In die Welt der Klänge eintauchen

Selbach · Seit einigen Jahren besteht in Selbach ein Glockenkreis. Vier Frauen widmen sich dem Spiel mit Kupferstabglocken und mit Bronze- und Messinggongs. Wenn die Musikerinnen auftreten, tauchen die Zuhörer in eine faszinierende Welt der Töne und Klänge ein.

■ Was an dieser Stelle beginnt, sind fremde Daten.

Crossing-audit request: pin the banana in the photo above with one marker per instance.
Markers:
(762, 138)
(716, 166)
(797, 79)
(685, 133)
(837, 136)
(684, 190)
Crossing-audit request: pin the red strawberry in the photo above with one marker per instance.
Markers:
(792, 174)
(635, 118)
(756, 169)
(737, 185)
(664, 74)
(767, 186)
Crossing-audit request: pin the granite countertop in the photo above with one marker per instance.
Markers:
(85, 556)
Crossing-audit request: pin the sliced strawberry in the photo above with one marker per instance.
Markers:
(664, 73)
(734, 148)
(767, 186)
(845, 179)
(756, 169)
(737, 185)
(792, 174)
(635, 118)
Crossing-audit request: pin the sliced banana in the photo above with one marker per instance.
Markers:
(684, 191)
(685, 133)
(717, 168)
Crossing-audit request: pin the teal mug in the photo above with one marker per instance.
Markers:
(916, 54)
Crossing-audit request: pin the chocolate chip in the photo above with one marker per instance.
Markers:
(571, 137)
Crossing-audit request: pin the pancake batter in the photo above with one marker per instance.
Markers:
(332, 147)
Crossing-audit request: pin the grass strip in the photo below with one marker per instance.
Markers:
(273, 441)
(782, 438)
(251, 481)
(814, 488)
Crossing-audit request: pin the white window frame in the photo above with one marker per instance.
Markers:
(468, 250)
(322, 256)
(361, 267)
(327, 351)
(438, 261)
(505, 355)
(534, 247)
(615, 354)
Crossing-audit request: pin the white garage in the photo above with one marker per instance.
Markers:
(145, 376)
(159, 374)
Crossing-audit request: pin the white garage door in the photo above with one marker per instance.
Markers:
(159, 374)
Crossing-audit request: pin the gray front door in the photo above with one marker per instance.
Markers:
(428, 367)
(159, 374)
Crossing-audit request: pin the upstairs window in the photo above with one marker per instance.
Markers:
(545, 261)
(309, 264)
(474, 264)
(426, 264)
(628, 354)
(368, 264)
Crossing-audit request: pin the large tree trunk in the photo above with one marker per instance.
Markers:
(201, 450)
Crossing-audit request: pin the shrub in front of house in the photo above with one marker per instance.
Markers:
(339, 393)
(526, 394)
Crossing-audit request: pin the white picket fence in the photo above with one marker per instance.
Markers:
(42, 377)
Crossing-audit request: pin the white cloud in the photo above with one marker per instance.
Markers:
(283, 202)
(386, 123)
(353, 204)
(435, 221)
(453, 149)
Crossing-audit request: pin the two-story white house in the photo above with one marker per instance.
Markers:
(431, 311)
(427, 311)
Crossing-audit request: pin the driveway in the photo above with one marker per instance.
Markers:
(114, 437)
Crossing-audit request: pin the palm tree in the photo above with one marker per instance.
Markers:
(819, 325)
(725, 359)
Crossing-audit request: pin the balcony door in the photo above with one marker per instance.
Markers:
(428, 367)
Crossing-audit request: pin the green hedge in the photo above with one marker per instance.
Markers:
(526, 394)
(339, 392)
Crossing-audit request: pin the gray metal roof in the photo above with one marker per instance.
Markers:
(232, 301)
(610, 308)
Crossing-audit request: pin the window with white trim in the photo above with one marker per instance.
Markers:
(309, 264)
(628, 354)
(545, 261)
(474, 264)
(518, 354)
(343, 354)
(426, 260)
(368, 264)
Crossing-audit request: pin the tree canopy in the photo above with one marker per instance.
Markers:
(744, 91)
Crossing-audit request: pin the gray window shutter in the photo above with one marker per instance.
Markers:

Selbach. In den 90er Jahren fing alles an. Joachim Darmer, früher Lehrer an einer Waldorfschule, zog von Weckelweiler im Landkreis Schwäbisch Hall nach Selbach. In dem kleinen Dorf in Schwaben hatte er eine Glockenwerkstatt gegründet. Mit vielen Instrumenten - Glockenspielen, Topfglocken und Bronzegongs - richtete er sich in seinem Haus im Wochenendgebiet "Auf Weiler" wieder eine solche Werkstatt ein und baute dort Glockenspiele aus Kupferstabröhren. Mehrere Jahre lud er die Bürger zu klangvoller Musik und zu Lesungen in sein Haus ein, später dann in die Kathreinen-Kapelle. In dieser Zeit hob er die Stiftung Glockenhaus aus der Taufe.Nach Joachim Darmers Tod im Jahre 2008 bildete sich mit Elke Sell, Renate Wilhelm, Carla Zipf und Jutta Grewenig im Dorf ein Glockenkreis. "Es war immer Darmers Anliegen gewesen, dass mit seinen Instrumenten weiter Musik gemacht wird", sagte Carla Zipf im Gespräch mit der SZ. Diesem Anliegen hat sich der Glockenkreis seit einigen Jahren verschrieben. Er hatte die verschiedenen Instrumente übernommen: acht Glockenspiele mit unterschiedlichen Tonumfängen, drei Knopfgongs und ein Feng-Gong chinesischer Herkunft, der aus einer flachen Scheibe aus poliertem Messing besteht und einen tiefen Klang hat.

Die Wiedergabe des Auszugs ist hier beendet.